Ses instances furent à la fois si pressantes et si douloureuses, que ses frères, qui ne savaient rien lui refuser, disposèrent tout pour le départ, quels que fussent d’ailleurs, comme Aïxa en convenait elle-même, les dangers de ce voyage, car Aïxa et Yézid pouvaient être reconnus.

Une litière douce, commode et surtout exactement fermée, fut préparée par les soins de Pedralvi. Fernand d’Albayda joignit à la caravane, qui s’arrêtait le jour pour se reposer et pour ne pas être vue. On ne marchait que de nuit, et ces nuits chaudes et embaumés sont plus délicieuses que le jour, sous le beau ciel et dans les belles campagnes de l’Andalousie.

À chaque instant Fernand et Yézid demandaient à la jeune fille comment elle se trouvait.

— Toujours de mieux en mieux, répondait-elle avec un doux sourire.

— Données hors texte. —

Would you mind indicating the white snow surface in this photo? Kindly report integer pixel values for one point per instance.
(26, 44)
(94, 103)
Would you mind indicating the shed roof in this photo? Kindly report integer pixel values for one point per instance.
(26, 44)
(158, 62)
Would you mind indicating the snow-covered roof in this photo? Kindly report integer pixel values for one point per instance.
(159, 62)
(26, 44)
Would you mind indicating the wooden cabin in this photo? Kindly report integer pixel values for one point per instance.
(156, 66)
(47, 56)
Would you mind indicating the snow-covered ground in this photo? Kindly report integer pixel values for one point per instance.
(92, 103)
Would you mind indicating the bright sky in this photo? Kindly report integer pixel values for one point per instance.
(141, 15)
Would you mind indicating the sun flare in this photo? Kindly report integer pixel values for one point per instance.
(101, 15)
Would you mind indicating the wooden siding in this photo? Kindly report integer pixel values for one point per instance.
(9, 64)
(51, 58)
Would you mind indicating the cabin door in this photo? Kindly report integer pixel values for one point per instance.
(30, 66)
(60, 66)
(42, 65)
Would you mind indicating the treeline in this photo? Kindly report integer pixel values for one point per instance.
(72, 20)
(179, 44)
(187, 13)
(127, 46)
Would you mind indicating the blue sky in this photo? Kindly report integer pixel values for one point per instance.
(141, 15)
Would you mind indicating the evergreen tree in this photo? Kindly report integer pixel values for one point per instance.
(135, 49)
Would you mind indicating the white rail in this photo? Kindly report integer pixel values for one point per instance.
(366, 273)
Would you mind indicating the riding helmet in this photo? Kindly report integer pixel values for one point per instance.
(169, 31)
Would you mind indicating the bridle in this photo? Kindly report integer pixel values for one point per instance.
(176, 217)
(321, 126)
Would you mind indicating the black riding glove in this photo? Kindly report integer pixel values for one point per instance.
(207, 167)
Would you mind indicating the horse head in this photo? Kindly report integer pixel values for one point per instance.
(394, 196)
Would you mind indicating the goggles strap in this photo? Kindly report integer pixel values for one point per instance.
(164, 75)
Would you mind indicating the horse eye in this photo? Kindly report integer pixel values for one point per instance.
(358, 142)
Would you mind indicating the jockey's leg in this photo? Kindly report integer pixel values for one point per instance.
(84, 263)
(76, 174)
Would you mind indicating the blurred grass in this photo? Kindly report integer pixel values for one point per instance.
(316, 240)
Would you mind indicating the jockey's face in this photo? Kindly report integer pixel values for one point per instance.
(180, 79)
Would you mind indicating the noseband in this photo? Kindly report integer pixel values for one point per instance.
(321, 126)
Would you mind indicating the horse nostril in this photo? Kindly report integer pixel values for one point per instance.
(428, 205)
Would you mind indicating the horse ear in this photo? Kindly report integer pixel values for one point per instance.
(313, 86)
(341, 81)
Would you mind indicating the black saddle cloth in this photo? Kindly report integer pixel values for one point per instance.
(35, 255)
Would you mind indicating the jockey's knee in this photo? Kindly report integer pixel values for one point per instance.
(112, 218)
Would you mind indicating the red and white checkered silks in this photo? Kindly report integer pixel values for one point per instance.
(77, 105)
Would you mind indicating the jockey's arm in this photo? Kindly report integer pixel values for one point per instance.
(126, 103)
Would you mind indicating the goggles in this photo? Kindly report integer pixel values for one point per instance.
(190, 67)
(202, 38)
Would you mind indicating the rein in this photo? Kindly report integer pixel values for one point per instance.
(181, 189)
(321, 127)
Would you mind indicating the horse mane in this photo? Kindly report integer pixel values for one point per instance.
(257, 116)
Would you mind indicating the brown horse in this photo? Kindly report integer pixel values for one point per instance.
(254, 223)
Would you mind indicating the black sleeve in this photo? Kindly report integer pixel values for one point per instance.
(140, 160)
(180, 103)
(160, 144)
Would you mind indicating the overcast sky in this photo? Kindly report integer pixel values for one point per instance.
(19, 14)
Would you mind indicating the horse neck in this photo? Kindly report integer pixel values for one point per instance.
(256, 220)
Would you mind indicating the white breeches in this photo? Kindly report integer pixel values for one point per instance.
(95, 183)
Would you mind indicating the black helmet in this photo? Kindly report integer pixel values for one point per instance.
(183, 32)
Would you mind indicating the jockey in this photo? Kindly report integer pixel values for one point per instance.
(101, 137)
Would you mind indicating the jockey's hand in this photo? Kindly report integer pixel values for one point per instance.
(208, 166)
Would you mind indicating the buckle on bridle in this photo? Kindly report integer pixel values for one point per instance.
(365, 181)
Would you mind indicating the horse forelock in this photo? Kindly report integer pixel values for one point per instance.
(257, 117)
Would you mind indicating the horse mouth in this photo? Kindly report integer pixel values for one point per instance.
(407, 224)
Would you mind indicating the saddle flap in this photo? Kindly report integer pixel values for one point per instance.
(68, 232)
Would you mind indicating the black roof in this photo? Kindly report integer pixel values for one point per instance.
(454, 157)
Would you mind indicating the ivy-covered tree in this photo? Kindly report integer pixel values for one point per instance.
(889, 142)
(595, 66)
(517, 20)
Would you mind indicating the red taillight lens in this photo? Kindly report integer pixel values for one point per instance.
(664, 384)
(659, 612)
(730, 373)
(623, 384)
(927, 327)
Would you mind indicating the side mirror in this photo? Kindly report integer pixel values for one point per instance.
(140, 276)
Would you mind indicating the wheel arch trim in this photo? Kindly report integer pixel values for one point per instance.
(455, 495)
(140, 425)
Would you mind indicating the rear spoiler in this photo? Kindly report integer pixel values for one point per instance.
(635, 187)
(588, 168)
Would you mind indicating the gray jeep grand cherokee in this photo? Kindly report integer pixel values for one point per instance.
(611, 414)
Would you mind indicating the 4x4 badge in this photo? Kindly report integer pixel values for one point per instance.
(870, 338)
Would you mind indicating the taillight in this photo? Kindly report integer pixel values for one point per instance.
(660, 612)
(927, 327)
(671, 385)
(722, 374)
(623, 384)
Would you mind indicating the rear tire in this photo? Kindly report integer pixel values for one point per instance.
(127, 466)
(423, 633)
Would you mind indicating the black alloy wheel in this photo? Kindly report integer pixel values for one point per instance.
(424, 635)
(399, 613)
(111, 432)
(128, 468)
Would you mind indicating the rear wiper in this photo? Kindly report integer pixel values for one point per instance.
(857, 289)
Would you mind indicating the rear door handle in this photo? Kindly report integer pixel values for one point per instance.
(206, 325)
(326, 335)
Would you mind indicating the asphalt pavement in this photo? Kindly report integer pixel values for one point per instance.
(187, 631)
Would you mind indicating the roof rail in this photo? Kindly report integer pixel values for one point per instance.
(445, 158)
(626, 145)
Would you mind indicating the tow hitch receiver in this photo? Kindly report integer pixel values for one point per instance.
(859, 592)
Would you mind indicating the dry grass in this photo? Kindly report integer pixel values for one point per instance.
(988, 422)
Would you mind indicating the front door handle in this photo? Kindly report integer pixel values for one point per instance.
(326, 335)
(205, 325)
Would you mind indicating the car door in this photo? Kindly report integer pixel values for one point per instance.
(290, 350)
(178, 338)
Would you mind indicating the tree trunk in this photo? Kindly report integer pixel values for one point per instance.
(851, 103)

Et ils étaient rassurés ; Alliaga seul ne l’était pas.

Plus il regardait sa sœur, et ses yeux ne la quittaient pas, et plus il lui semblait reconnaître sur tous ses traits les traces du mal terrible et lent qui avait consumé la reine.

Ainsi qu’elle, Aïxa ne souffrait pas ; mais c’était la même faiblesse, la même pâleur. Rien ne pouvait rappeler la vie fugitive qui, de jour en jour, s’éteignait en elle.

Quand Fernand, quand Yézid ou Alliaga s’éloignaient, une vive inquiétude se peignait dans tous ses traits, son œil les suivait comme on suit l’ami qui s’éloigne et que peut-être on ne doit plus revoir.

— Ne me quittez pas ! leur disait-elle ; je suis si heureuse auprès de vous ! Et ce bonheur-là je n’en veux pas perdre un seul instant, j’en suis avare !

Enfin on arriva sans danger à Grenade.